Many native american tales foretold that the jealousy between the three mountains would lead to the great eruption of Mount St. Helens causing her to be destroyed. Some say that this prediction was due to the many small eruptions and smoke that native americans could see coming from the mountain over time. 

The local Indians and early settlers in the then sparsely populated region witnessed the occasional violent outbursts of Mount St. Helens. The volcano was particularly restless in the mid-19th century, when it was intermittently active for at least a 26-year span from 1831 to 1857. Some scientists suspect that Mount St. Helens also was active sporadically during the three decades before 1831, including a major explosive eruption in 1800. Although minor steam explosions may have occurred in 1898, 1903, and 1921, the mountain gave little or no evidence of being a volcanic hazard for more than a century after 1857. Consequently, the majority of 20th-century residents and visitors thought of Mount St. Helens not as a menace, but as a serene, beautiful mountain playground teeming with wildlife and available for leisure activities throughout the year. At the base of the volcano's northern flank, Spirit Lake, with its clear, refreshing water and wooded shores, was especially popular as a recreational area for hiking, camping, fishing, swimming and boating.
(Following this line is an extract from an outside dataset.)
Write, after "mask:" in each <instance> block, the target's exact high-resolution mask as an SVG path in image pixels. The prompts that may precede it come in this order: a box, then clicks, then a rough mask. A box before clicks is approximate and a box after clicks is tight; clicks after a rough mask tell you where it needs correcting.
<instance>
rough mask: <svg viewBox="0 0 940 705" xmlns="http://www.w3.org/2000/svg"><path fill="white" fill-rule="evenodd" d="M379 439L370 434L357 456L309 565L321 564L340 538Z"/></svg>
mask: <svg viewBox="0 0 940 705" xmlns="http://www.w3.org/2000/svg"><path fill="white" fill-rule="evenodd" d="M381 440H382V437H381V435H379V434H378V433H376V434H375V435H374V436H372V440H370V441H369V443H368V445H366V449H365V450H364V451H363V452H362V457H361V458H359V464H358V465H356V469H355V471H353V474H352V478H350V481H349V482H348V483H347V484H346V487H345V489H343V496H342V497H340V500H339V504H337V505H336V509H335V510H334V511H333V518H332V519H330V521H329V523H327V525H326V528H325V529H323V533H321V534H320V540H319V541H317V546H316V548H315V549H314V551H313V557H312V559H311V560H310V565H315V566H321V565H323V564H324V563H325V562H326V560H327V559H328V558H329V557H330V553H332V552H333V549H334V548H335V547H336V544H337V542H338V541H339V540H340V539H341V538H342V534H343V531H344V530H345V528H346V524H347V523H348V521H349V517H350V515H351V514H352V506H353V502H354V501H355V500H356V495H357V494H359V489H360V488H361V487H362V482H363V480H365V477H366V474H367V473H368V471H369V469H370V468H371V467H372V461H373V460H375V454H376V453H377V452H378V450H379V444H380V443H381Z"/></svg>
The tranquility of the Mount St. Helens region was shattered in the spring of 1980, however, when the volcano stirred from its long repose, shook, swelled, and exploded back to life. The local people rediscovered that they had an active volcano in their midst, and millions of people in North America were reminded that the active--and potentially dangerous--volcanoes of the United States are not restricted to Alaska and Hawaii.
HELL HATH NO FURRY .......... 
It will be an adventure to see this area nearly 30 years after it exploded, to see how mother nature can reclaim land once destroyed. The adventure begins in just a few days!